La dissolution de cette force, qui a été la mieux entraînée et organisée de Syrie durant des années, marque, selon les experts, la fin d’une époque pour cette minorité et ses aspirations à l’autonomie. La chute, en 2024, du président Bachar al-Assad, a conduit Washington à réorienter son soutien vers de nouvelles autorités islamistes à Damas, favorables aux États-Unis.

Les FDS avaient été constituées en 2015 à l’initiative de Washington, qui cherchait un partenaire fiable pour lutter contre les djihadistes, impressionné par les combattants kurdes ayant défait l’EI à Kobané. À leur apogée, les FDS comptaient environ 100 000 combattants, Kurdes et Arabes, et contrôlaient de vastes zones du nord et du nord-est de la Syrie, riches en ressources pétrolières.

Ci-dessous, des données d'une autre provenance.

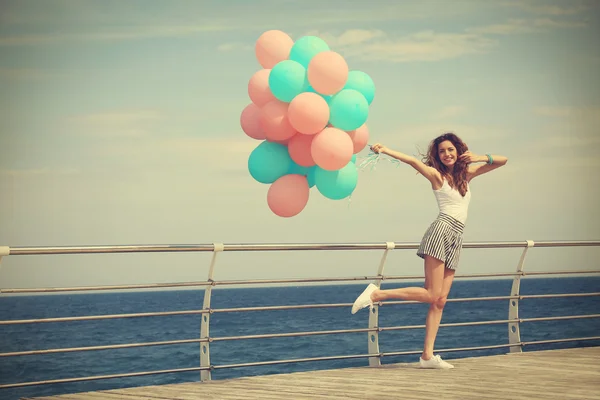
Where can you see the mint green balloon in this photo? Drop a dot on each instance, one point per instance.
(362, 82)
(287, 80)
(306, 47)
(348, 109)
(268, 162)
(339, 184)
(305, 171)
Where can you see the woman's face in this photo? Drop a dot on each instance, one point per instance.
(447, 153)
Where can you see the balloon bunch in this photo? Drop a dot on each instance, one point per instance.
(309, 111)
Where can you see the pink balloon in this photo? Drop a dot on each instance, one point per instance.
(299, 149)
(327, 72)
(308, 113)
(272, 47)
(283, 142)
(274, 121)
(332, 149)
(258, 88)
(250, 122)
(288, 195)
(360, 138)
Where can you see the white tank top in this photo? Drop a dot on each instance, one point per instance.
(451, 202)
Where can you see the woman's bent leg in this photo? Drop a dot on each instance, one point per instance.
(434, 315)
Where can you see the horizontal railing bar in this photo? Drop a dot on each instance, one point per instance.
(549, 341)
(99, 377)
(413, 352)
(535, 273)
(559, 318)
(288, 361)
(243, 337)
(106, 347)
(557, 295)
(274, 308)
(268, 281)
(99, 317)
(110, 287)
(447, 325)
(270, 247)
(291, 361)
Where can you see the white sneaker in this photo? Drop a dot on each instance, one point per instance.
(435, 362)
(364, 300)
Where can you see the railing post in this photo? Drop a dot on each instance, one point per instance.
(205, 375)
(373, 340)
(4, 251)
(514, 333)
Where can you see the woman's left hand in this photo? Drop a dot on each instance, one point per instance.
(468, 157)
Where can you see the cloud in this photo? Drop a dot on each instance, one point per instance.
(523, 26)
(234, 46)
(116, 123)
(25, 74)
(449, 112)
(39, 172)
(376, 45)
(543, 8)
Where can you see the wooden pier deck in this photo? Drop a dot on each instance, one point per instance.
(548, 375)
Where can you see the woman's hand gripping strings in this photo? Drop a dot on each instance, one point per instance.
(428, 172)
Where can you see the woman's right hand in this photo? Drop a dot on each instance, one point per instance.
(378, 148)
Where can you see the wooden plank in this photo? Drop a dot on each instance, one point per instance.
(553, 374)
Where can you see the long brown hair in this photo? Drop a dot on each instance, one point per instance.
(458, 178)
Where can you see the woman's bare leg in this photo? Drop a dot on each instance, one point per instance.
(434, 277)
(434, 315)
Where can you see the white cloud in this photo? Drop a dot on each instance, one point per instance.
(543, 8)
(234, 46)
(376, 45)
(116, 123)
(449, 112)
(25, 73)
(39, 172)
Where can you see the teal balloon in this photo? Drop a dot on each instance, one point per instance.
(268, 162)
(339, 184)
(305, 171)
(305, 48)
(287, 80)
(311, 90)
(348, 109)
(311, 176)
(362, 83)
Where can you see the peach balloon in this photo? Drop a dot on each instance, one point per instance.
(272, 47)
(258, 88)
(299, 148)
(250, 122)
(284, 141)
(332, 149)
(327, 72)
(288, 195)
(274, 121)
(360, 138)
(308, 113)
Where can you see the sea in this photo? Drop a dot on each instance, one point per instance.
(36, 336)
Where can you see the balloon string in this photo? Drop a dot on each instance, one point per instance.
(362, 163)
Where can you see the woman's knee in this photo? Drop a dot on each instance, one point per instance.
(440, 302)
(434, 296)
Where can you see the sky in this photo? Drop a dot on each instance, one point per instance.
(119, 124)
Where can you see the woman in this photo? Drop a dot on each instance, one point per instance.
(448, 166)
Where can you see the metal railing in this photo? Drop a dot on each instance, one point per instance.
(374, 355)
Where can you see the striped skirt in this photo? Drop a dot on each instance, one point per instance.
(443, 240)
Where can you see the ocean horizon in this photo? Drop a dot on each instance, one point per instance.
(37, 336)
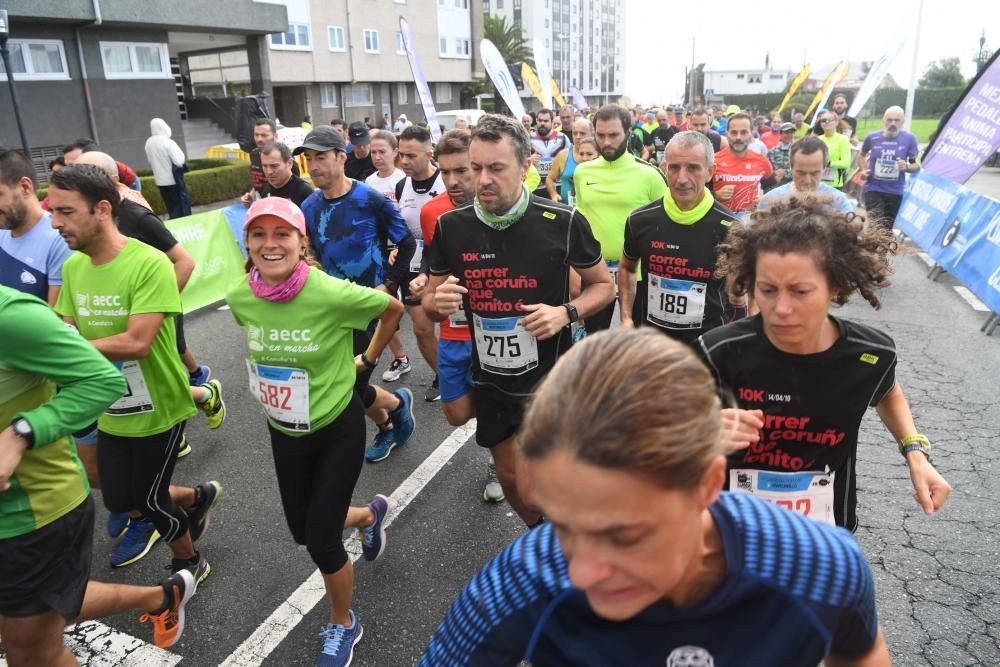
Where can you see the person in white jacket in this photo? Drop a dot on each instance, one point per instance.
(166, 159)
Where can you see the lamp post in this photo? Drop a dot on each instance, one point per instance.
(5, 54)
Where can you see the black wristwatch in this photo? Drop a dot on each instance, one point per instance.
(23, 429)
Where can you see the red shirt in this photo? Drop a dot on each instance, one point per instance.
(429, 214)
(745, 172)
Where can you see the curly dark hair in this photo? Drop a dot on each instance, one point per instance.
(854, 256)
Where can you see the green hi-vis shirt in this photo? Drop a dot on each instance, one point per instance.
(101, 299)
(607, 192)
(301, 365)
(39, 350)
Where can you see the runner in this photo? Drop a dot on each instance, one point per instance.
(646, 561)
(609, 189)
(299, 326)
(505, 260)
(422, 183)
(348, 225)
(885, 159)
(674, 240)
(546, 143)
(803, 378)
(740, 173)
(46, 512)
(120, 294)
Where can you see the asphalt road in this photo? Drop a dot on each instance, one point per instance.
(938, 579)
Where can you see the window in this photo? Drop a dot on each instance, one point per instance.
(36, 59)
(328, 95)
(135, 60)
(371, 41)
(295, 39)
(335, 35)
(357, 95)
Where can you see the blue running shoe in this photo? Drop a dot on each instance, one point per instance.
(339, 643)
(402, 418)
(384, 442)
(203, 375)
(117, 524)
(140, 537)
(373, 543)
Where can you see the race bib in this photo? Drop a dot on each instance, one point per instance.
(418, 256)
(283, 392)
(504, 346)
(886, 170)
(808, 493)
(675, 304)
(136, 399)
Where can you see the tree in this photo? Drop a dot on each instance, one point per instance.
(943, 73)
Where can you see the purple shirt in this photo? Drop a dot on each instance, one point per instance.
(884, 175)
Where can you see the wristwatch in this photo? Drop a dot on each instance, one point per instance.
(23, 429)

Cependant, des affrontements en janvier ont entraîné la perte de territoires importants au profit des troupes gouvernementales. En conséquence, un accord a été signé pour intégrer les institutions militaires et civiles kurdes au sein de l’appareil d’État. Les défections massives des Arabes présents dans leurs rangs, après la prise de contrôle par l’armée de Raqa et Deir Ezzor, ont réduit leurs effectifs.

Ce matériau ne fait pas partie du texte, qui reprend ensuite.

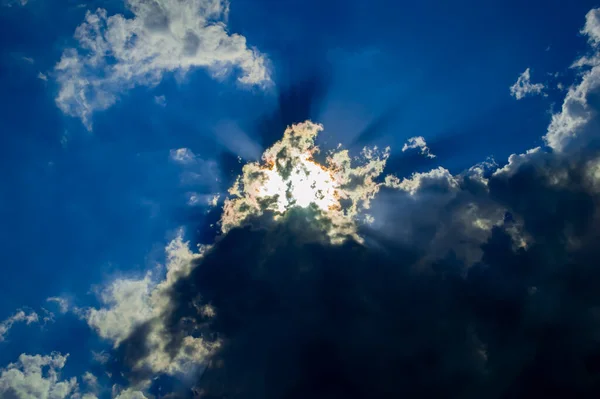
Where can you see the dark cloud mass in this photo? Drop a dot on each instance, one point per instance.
(478, 285)
(301, 318)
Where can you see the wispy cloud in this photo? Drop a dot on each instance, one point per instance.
(116, 53)
(523, 86)
(19, 317)
(418, 142)
(160, 100)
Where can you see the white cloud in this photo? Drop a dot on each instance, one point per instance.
(592, 26)
(160, 100)
(130, 302)
(183, 156)
(418, 142)
(101, 357)
(523, 87)
(37, 377)
(10, 3)
(117, 53)
(62, 303)
(19, 317)
(130, 393)
(576, 123)
(439, 179)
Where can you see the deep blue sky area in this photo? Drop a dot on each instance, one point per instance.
(79, 207)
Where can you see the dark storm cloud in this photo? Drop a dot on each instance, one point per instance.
(302, 318)
(299, 99)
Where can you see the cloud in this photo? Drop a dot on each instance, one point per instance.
(500, 262)
(10, 3)
(19, 317)
(469, 285)
(577, 122)
(183, 156)
(299, 317)
(63, 304)
(160, 100)
(131, 394)
(130, 305)
(117, 53)
(523, 87)
(35, 376)
(418, 142)
(101, 357)
(288, 176)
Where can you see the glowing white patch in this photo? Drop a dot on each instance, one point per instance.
(287, 176)
(306, 184)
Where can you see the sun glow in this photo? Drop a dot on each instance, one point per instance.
(307, 183)
(288, 176)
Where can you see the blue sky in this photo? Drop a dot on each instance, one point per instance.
(92, 195)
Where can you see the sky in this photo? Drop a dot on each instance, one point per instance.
(261, 199)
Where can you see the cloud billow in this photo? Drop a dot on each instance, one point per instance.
(481, 284)
(116, 53)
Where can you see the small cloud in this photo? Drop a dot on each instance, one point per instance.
(523, 86)
(418, 142)
(101, 357)
(178, 38)
(19, 317)
(91, 381)
(214, 200)
(62, 303)
(160, 100)
(36, 376)
(183, 156)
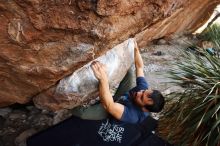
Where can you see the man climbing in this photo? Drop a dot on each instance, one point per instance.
(136, 104)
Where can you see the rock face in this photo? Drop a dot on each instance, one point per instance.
(82, 85)
(42, 41)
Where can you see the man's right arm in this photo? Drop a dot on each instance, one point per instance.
(139, 65)
(114, 108)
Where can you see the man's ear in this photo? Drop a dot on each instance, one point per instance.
(145, 110)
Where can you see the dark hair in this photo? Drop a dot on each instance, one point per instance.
(158, 102)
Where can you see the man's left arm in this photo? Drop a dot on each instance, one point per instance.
(114, 108)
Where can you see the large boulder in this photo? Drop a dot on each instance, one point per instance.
(82, 86)
(42, 41)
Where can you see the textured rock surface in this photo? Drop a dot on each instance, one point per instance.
(82, 85)
(42, 41)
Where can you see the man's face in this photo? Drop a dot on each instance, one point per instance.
(142, 98)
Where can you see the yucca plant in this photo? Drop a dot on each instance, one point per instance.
(194, 116)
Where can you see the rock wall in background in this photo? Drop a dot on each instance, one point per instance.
(42, 41)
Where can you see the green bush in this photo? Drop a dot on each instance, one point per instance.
(195, 113)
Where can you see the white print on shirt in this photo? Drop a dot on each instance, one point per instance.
(111, 132)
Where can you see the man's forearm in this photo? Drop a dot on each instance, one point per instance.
(139, 65)
(138, 59)
(105, 95)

L’expert Fabrice Balanche souligne que le noyau dur des FDS reste intact, comprenant les Unités de protection du peuple (YPG) et les Unités de protection de la femme (YPJ). Selon Mutlu Civiroglu, expert de la question kurde, « la dissolution des FDS marque une fin amère », symbolisant la fin d’une époque pour la puissance kurde en Syrie.

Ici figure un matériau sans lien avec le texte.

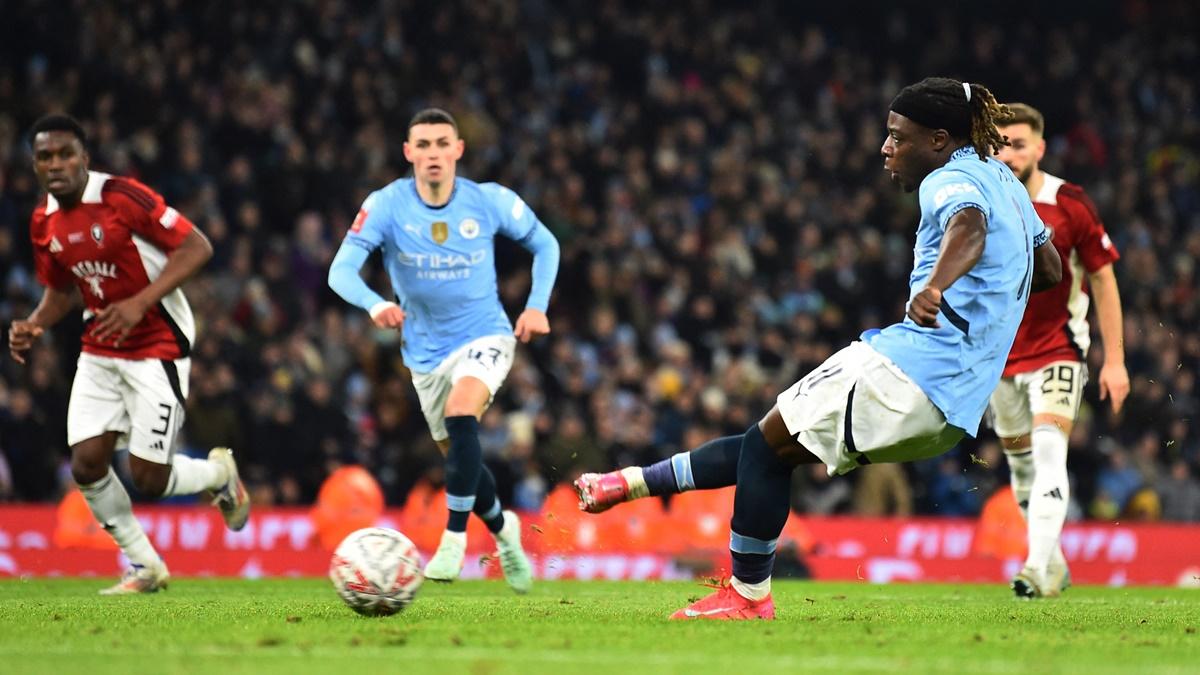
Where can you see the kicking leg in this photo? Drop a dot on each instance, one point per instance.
(505, 526)
(91, 467)
(709, 466)
(760, 511)
(465, 464)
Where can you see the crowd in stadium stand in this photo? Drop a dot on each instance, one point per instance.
(713, 177)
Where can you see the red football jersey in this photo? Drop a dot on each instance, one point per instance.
(111, 245)
(1055, 324)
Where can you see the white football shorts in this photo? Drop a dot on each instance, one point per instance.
(141, 399)
(487, 358)
(1055, 388)
(858, 407)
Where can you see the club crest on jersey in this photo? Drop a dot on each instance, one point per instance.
(468, 228)
(439, 231)
(357, 226)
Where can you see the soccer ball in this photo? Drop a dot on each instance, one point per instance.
(376, 571)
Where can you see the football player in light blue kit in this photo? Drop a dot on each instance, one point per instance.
(900, 394)
(437, 236)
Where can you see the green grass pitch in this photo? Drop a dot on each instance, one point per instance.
(611, 628)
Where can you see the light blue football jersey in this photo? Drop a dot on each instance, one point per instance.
(442, 261)
(959, 364)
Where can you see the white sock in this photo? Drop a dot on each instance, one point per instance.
(190, 476)
(637, 488)
(111, 506)
(1020, 476)
(754, 592)
(1050, 495)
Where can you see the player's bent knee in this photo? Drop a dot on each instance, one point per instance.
(87, 470)
(1059, 422)
(149, 478)
(1013, 443)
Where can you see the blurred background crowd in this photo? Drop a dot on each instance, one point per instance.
(712, 173)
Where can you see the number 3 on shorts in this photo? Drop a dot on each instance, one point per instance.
(165, 419)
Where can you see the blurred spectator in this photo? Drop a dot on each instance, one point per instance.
(1180, 494)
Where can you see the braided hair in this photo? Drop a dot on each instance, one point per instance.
(985, 113)
(942, 102)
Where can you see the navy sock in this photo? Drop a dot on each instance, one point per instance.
(487, 505)
(465, 463)
(760, 507)
(712, 465)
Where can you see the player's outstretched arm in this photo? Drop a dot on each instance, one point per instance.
(118, 318)
(346, 280)
(1114, 377)
(54, 305)
(961, 249)
(1047, 267)
(544, 246)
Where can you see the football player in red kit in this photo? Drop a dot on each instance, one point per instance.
(126, 252)
(1035, 406)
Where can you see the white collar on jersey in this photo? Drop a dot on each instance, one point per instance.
(1049, 192)
(93, 192)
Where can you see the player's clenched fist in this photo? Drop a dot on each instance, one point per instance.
(531, 324)
(21, 338)
(388, 315)
(924, 306)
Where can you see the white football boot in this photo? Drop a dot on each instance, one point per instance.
(139, 579)
(447, 561)
(514, 561)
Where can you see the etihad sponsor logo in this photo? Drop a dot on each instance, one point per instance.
(94, 274)
(438, 261)
(439, 231)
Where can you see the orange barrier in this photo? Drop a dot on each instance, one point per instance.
(76, 527)
(1001, 532)
(348, 500)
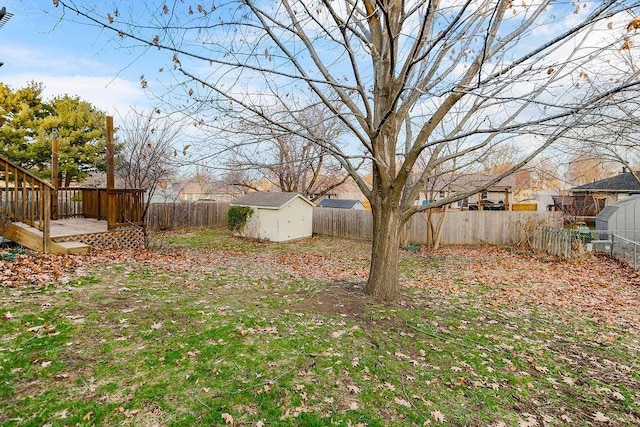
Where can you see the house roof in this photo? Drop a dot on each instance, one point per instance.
(339, 203)
(621, 183)
(268, 200)
(465, 182)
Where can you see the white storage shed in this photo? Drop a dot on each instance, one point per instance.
(277, 217)
(622, 218)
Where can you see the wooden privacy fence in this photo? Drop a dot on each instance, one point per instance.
(554, 241)
(170, 216)
(459, 227)
(465, 227)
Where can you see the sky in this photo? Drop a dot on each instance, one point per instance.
(68, 58)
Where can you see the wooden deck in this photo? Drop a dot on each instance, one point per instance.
(76, 226)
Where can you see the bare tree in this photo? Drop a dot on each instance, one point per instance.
(475, 74)
(290, 161)
(145, 152)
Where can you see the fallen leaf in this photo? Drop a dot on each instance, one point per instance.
(228, 419)
(402, 402)
(438, 416)
(617, 395)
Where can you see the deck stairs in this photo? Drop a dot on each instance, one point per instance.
(26, 211)
(32, 238)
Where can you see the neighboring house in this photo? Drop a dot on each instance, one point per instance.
(588, 200)
(499, 194)
(277, 217)
(612, 189)
(211, 192)
(341, 204)
(622, 217)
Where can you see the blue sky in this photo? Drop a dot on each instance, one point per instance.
(68, 58)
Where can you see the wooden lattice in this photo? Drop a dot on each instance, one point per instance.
(129, 238)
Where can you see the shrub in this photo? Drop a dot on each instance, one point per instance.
(237, 217)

La force kurde a également fait face à des incursions turques répétées entre 2016 et 2019, Ankara cherchant à éloigner ces combattants de sa frontière. La Turquie considère les FDS comme liées au Parti des travailleurs du Kurdistan (PKK), un mouvement militant kurde.

L’accord établi en janvier stipule que les FDS doivent expulser tous les dirigeants et membres du PKK non syriens. Malgré leur faible nombre, ces derniers ont exercé une influence significative au sein des structures de commandement et administratives.

Dans un discours récent, Mazloum Abdi a reconnu que « des milliers de jeunes hommes et femmes kurdes » avaient soutenu les FDS en venant d’autres parties du Kurdistan, notamment d’Iran, d’Irak et de Turquie. Il a ajouté qu’une nouvelle phase avait débuté dans la région.

L’intégration des FDS représente une victoire majeure pour le président Ahmad al-Chareh, qui tente de consolider son contrôle sur la Syrie depuis l’éviction d’Assad.